Andrew Newberg, M.D. and Mark Robert Waldman, How God Changes your Brain, Breakthrough Findings from a Leading Neuroscientist, Ballantine Books , 2010
I found Hagerty more satisfying than Newberg, but commend Newberg for evidence of one consistently demonstrated finding (various researchers confirming the same outcome) – that praying to a compassionate, forgiving God opens new neural pathways and makes us smarter, more creative, and more flexible in our thinking, and that praying to a judgmental, condemning God actually measurably decreases the richness of brain activity and makes us less creative, less flexible, and dumber.

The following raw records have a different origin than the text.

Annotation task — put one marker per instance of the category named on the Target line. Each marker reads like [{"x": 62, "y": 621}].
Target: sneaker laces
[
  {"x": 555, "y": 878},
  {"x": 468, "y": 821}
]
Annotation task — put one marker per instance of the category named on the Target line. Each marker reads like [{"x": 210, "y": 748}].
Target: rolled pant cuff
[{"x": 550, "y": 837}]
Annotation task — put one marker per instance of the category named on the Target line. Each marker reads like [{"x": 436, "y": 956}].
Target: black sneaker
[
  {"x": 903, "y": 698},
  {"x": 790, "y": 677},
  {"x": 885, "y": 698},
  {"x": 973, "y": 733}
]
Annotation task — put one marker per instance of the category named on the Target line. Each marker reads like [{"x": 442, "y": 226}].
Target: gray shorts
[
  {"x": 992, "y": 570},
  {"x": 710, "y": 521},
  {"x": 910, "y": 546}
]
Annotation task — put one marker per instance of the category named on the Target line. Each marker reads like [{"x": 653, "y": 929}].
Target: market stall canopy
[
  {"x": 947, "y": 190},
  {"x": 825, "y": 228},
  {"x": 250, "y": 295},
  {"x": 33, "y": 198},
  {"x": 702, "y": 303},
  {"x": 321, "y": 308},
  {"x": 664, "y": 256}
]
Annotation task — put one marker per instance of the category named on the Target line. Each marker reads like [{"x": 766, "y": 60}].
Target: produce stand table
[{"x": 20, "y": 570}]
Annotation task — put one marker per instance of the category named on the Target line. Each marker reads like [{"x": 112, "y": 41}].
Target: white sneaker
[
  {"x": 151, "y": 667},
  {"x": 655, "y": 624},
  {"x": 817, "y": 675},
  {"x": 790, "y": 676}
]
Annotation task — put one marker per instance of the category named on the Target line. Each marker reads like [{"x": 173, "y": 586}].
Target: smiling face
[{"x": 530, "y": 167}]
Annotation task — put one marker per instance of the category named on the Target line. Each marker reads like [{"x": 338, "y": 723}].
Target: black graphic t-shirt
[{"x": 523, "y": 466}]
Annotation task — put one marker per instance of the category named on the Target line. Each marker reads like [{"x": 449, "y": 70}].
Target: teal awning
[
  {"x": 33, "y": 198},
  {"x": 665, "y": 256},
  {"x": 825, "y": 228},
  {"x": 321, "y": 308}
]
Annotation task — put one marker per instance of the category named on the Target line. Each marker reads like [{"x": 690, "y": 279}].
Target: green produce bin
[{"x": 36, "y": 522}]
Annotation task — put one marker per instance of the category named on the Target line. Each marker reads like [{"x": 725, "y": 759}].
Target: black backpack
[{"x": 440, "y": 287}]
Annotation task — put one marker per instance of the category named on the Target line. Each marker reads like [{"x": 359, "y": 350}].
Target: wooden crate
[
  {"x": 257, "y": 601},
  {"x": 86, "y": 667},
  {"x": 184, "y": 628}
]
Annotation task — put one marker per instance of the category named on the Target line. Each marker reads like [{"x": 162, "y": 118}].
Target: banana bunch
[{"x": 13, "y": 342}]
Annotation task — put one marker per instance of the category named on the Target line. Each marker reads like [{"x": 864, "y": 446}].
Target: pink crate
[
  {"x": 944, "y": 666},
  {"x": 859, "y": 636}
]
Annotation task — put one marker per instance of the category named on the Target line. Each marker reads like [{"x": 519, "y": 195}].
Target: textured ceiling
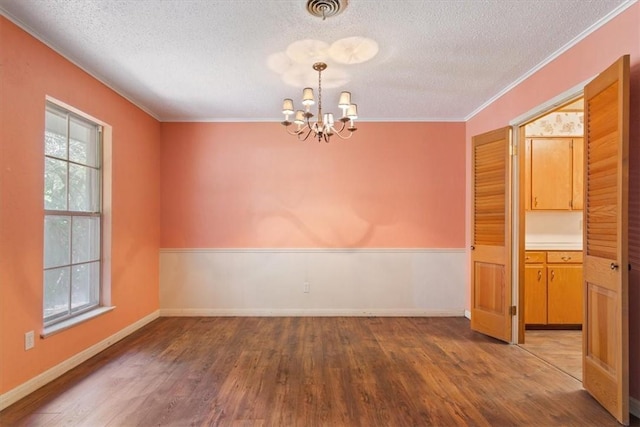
[{"x": 197, "y": 60}]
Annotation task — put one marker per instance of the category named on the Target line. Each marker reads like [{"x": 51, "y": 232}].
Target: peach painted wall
[
  {"x": 585, "y": 60},
  {"x": 30, "y": 71},
  {"x": 250, "y": 185}
]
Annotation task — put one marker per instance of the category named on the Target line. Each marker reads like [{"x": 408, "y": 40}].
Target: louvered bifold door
[
  {"x": 490, "y": 250},
  {"x": 606, "y": 328}
]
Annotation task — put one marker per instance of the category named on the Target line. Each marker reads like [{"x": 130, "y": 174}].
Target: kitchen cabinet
[
  {"x": 553, "y": 288},
  {"x": 553, "y": 173}
]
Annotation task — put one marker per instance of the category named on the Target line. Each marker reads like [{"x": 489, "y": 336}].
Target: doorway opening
[{"x": 550, "y": 217}]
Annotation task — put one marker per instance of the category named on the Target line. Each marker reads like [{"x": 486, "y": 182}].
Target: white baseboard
[
  {"x": 634, "y": 407},
  {"x": 24, "y": 389},
  {"x": 205, "y": 312}
]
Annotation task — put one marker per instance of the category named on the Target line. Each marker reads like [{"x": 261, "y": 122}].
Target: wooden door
[
  {"x": 491, "y": 234},
  {"x": 551, "y": 173},
  {"x": 605, "y": 353}
]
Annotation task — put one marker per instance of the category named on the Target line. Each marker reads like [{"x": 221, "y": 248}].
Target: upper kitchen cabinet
[{"x": 553, "y": 175}]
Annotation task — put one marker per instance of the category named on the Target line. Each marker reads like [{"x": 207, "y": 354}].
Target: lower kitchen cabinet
[
  {"x": 564, "y": 294},
  {"x": 553, "y": 288}
]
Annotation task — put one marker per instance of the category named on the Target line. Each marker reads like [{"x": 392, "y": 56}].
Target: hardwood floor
[
  {"x": 561, "y": 348},
  {"x": 307, "y": 371}
]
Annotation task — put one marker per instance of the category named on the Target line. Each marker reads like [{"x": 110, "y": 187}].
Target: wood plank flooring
[
  {"x": 307, "y": 371},
  {"x": 561, "y": 348}
]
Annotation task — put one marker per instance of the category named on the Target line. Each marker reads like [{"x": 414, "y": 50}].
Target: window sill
[{"x": 69, "y": 323}]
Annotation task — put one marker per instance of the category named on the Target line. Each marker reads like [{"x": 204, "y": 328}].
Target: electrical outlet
[{"x": 29, "y": 340}]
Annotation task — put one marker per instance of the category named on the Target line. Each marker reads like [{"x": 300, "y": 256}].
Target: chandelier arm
[
  {"x": 293, "y": 133},
  {"x": 341, "y": 136}
]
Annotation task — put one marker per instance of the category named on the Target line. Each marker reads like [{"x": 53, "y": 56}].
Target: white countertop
[{"x": 553, "y": 246}]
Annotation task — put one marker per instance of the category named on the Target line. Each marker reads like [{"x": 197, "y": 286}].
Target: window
[{"x": 72, "y": 215}]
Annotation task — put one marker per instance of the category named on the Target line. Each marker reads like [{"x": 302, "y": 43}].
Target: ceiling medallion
[
  {"x": 326, "y": 8},
  {"x": 324, "y": 127}
]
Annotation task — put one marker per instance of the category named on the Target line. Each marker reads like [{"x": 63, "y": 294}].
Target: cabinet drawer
[
  {"x": 564, "y": 257},
  {"x": 531, "y": 257}
]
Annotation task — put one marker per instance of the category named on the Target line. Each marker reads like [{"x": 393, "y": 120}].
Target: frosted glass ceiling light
[{"x": 324, "y": 127}]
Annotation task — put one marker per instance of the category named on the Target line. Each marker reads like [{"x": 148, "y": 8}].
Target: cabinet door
[
  {"x": 535, "y": 295},
  {"x": 564, "y": 292},
  {"x": 551, "y": 174},
  {"x": 578, "y": 173}
]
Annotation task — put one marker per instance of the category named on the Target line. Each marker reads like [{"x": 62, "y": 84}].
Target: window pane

And finally, I recommend these two fascinating and complementary articles on the work of teaching and making an effective learning community, both directed to research on teaching in K-12 schools, but readily applicable to our work returning teaching/learning to the community’s liturgical worship, not as ‘rehearsal’ or preparation, but part of the formational work of liturgy itself:
Malcolm Gladwell, Annals of Education: Most Likely to Succeed: How do we hire when we can’t tell who’s right for the job?, The New Yorker, December 15, 2008
Elizabeth Green, Building a Better Teacher, New York Times, March 2, 2010
This is a work in progress. I welcome your responses to any of this material and also want to hear of additions you may find to the conversation about music and how music shapes and empowers us in community.